Ясность внес старшина — командир катера базы. Он пришел к нам неделей позже с продуктами и почтой. В этом кострище, оказывается, сгорел и брус, и доски, которые были сняты еще до нас. На все наши недоуменные вопросы старшина ответил, что дело это темное, начальству — ему виднее, из-за этой баржи уже было шуму, потому что была какая-то афера с колхозами, баржу загнали не по назначению, какой-то левый рейс, но помешал шторм, который и выбросил ее на мель. «Она уже списана, — сказал старшина, — теперь ее решили доконать, чтобы и глаза не мозолила». Мол, срочное задание Никитенко дал. Это тот майор из экипажа. Мол, велено ему привести баржу в соответствующий актам вид на случай проверок, комиссий и прочего…

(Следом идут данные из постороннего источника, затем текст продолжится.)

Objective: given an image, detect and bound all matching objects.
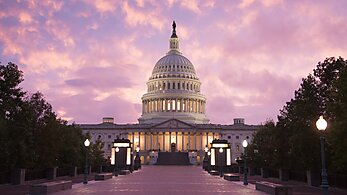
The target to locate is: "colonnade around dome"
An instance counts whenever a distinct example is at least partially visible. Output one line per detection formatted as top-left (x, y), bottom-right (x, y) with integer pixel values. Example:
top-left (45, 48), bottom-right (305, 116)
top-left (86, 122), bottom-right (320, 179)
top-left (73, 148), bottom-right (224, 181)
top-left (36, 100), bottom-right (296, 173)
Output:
top-left (147, 80), bottom-right (201, 93)
top-left (142, 98), bottom-right (206, 114)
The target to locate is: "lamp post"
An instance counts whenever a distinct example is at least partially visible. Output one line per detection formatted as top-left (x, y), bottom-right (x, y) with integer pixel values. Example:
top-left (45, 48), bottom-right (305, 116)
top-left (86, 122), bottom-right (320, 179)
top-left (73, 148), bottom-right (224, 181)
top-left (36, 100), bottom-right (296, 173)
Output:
top-left (83, 139), bottom-right (90, 184)
top-left (206, 151), bottom-right (211, 173)
top-left (202, 145), bottom-right (208, 171)
top-left (316, 116), bottom-right (329, 195)
top-left (242, 140), bottom-right (248, 185)
top-left (114, 147), bottom-right (119, 177)
top-left (219, 148), bottom-right (223, 177)
top-left (134, 146), bottom-right (141, 170)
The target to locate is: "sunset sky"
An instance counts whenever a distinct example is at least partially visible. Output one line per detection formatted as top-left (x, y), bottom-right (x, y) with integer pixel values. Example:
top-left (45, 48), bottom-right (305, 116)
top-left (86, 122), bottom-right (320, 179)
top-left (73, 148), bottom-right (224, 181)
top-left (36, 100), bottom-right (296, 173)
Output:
top-left (0, 0), bottom-right (347, 124)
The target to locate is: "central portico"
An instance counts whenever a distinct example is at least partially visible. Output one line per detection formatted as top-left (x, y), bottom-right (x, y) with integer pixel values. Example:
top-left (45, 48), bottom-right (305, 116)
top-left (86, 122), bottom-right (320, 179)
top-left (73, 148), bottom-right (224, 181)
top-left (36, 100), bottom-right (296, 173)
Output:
top-left (128, 119), bottom-right (219, 152)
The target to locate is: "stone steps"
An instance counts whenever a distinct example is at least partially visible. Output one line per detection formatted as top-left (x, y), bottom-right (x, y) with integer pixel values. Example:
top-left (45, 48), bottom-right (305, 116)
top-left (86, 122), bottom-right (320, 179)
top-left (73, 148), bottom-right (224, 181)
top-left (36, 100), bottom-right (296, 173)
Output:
top-left (157, 152), bottom-right (191, 165)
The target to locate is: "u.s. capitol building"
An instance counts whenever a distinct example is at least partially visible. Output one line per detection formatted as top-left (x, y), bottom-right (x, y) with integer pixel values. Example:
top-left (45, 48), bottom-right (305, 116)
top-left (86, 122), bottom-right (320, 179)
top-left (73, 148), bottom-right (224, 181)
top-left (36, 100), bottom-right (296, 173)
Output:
top-left (80, 23), bottom-right (259, 164)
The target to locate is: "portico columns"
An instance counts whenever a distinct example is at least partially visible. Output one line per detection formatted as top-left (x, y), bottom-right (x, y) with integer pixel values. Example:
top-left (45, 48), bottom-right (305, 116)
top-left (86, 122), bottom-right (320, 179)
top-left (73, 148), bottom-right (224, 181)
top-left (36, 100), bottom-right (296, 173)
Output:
top-left (194, 132), bottom-right (197, 150)
top-left (187, 132), bottom-right (190, 150)
top-left (182, 131), bottom-right (184, 152)
top-left (163, 131), bottom-right (165, 152)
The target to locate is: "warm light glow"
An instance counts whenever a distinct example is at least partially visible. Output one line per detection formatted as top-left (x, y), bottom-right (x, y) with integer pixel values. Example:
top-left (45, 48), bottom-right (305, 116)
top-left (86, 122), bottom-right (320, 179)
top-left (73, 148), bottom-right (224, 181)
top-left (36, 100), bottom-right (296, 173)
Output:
top-left (111, 148), bottom-right (115, 165)
top-left (212, 143), bottom-right (229, 148)
top-left (113, 143), bottom-right (130, 147)
top-left (84, 139), bottom-right (90, 147)
top-left (242, 140), bottom-right (248, 148)
top-left (316, 116), bottom-right (328, 131)
top-left (126, 148), bottom-right (131, 165)
top-left (227, 148), bottom-right (231, 165)
top-left (211, 148), bottom-right (216, 165)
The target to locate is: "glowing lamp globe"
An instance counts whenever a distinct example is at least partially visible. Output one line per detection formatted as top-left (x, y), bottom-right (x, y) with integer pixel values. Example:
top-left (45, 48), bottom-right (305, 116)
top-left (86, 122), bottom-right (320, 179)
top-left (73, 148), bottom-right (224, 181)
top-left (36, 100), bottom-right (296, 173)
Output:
top-left (316, 116), bottom-right (328, 131)
top-left (84, 139), bottom-right (90, 147)
top-left (242, 140), bottom-right (248, 148)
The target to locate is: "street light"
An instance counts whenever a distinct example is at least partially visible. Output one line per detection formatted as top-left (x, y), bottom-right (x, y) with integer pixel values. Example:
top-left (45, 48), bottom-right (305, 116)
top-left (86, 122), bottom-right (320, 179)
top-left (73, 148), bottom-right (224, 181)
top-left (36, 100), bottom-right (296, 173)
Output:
top-left (83, 139), bottom-right (90, 184)
top-left (134, 146), bottom-right (141, 170)
top-left (242, 140), bottom-right (248, 185)
top-left (114, 147), bottom-right (119, 177)
top-left (316, 116), bottom-right (329, 195)
top-left (202, 145), bottom-right (208, 171)
top-left (219, 148), bottom-right (223, 177)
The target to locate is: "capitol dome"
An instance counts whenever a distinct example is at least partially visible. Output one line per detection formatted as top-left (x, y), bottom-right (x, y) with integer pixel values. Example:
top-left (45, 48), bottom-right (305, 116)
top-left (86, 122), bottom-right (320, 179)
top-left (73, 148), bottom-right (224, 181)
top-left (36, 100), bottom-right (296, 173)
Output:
top-left (139, 22), bottom-right (209, 124)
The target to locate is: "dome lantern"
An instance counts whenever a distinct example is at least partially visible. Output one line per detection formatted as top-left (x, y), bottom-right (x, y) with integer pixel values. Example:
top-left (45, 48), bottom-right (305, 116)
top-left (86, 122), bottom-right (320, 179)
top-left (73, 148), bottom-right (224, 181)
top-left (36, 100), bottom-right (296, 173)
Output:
top-left (138, 21), bottom-right (209, 124)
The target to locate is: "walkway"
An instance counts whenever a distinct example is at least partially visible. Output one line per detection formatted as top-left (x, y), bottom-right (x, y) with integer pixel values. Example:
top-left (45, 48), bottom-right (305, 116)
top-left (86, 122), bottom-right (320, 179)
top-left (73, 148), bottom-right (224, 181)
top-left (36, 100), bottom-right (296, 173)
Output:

Подробностей старшина не знал, но его слов оказалось достаточно, чтобы мы взглянули на дело рук своих иными глазами. Я уже не раз был свидетелем, когда поговорка: «Ломать не делать, душа не болит» — вносила в работу какую-то лихость, что ли, какое-то удалое настроение. Разбирали мы кирпичные завалы разбитых в войну зданий в Ленинграде, под Ленинградом, даже в Царском Селе работали. Немцы там все, что можно было взорвать, взорвали. Так что «ломали», чего там говорить. Но «ломали» с пользой для дела. Разбирали, чтобы восстановить, отстроить заново. Отсюда и лихость, и удаль. Теперь же мы узнали, что работаем на костер. Каждый из нас стал прикидывать, на что могли сгодиться останки баржи, куда бы мы их приспособили. У каждого находилось множество вариантов. Потому что каждый из нас видел руины на месте бывших городов и деревень, каждого опалила война. Из всей группы только Костя Судаков сказал: «Ну и что… Керчь тоже в развалинах, а мы в каменоломне камни с места на место перетаскивали». — «Сам же рассказывал, — возмутился Миша Головин, — чем это кончилось — комбата за такие дела турнули». — «А, — отмахнулся Судаков, — лично мне все равно». Остальные ребята не могли себе представить костра из делового крепкого бруса, из отбеленных морем и солнцем палубных досок. Надо было что-то предпринять.

Что?

Один был ответчик на наши вопросы — Леня Кедубец. Он за старшего. Ждали, что он скажет. Леня молчал. Леня думал. Вскоре он решился.